Enquanto isso, o personagem principal, com problemas mentais, tenta levar sua vida em meio a seus devaneios; ora vive o mundo real ora vive em seu próprio mundo e pensamentos. É agredido, ridicularizado e, em um transporte público mata seus agressores. Sua imagem é vista como uma resposta ao Sistema que oprime, e utilizada em manifestações populares. Busca um ricaço da cidade, para quem sua mãe trabalhou e que poderia ser seu pai. Mais uma vez é ridicularizado, ouve insultos a si e a sua mãe.Em um desfecho, ele é convidado a ir a um programa de auditório, cujo apresentador outrora admirado, o havia ridicularizado, utilizando imagens de uma apresentação mal sucedida em um clube de humor. E ali, pela primeira vez se apresenta como Coringa, e talvez pela primeira vez em toda estória, faz um discurso realmente sensato contra toda discriminação que sofreu, por não ser da elite, por não ser famoso, por ser um doente mental. Ele critica todo Sistema que "dita" o que é certo, o que é errado, quem deve viver e quem pode morrer. "O que você consegue quando cruza um doente mental solitário com uma sociedade que abandona ele e trata como lixo esse cara? Eu digo o que você consegue: consegue a merda que merece!" E mata o apresentador. Chegou ao programa com ideia de fazer seu discurso e se matar em um grande final trágico, mas mudou de ideia depois de ser novamente criticado e matou o apresentador.

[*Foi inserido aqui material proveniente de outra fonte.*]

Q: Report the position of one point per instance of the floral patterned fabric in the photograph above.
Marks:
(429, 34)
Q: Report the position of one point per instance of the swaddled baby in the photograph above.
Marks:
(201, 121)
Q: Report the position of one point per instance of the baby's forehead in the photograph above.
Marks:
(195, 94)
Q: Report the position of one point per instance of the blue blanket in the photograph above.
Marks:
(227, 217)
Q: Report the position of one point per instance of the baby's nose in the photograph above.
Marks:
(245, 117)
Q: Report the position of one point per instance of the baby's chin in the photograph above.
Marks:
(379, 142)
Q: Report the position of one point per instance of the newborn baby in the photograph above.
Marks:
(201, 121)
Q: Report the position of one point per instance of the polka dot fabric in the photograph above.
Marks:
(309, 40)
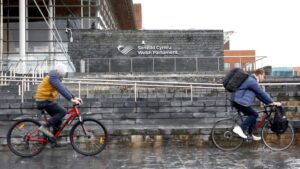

Não. Nada do que passou justifica ter se tornado um assassino. Tampouco quero rotular o personagem de "vítima da sociedade". É um criminoso, que assim como foi no filme, deve ser preso e sofrer as sanções adequadas por seus crimes. Mas o grande escopo do filme, a meu ver, não é o criminoso e sim a situação da sociedade representada ali, um fiel retrato de nossa sociedade atual: os ricos e poderosos ficam protegidos e isolados das mazelas, junto a mídia buscando audiência ambos sem  se preocupar com quem atingem para manter seus status e do outro lado os pobres, os excluídos, os doentes que vivem a realidade de uma cidade violenta e em caos; uma parcela da população que é utilizada de fantoche pelos mais poderosos, na maioria das vezes sem qualquer reação, seja por ignorância (humildade, simplicidade) ou por medo. Como diz um verso da música de Renato Russo: 

"(...)
Nos querem todos iguais
Assim é bem mais fácil nos controlar
E mentir, mentir, mentir
E matar, matar, matar
O que eu tenho de melhor, minha esperança
(...)"

Uma sociedade desigual, que ignora os problemas dos menos favorecidos (como a nossa), e uma revolta desses (que nos falta). Esse, para mim, é o resumo do filme em uma frase. Querer fazer igual o diferente, esse é o grande erro de nossa sociedade, de nosso mundo.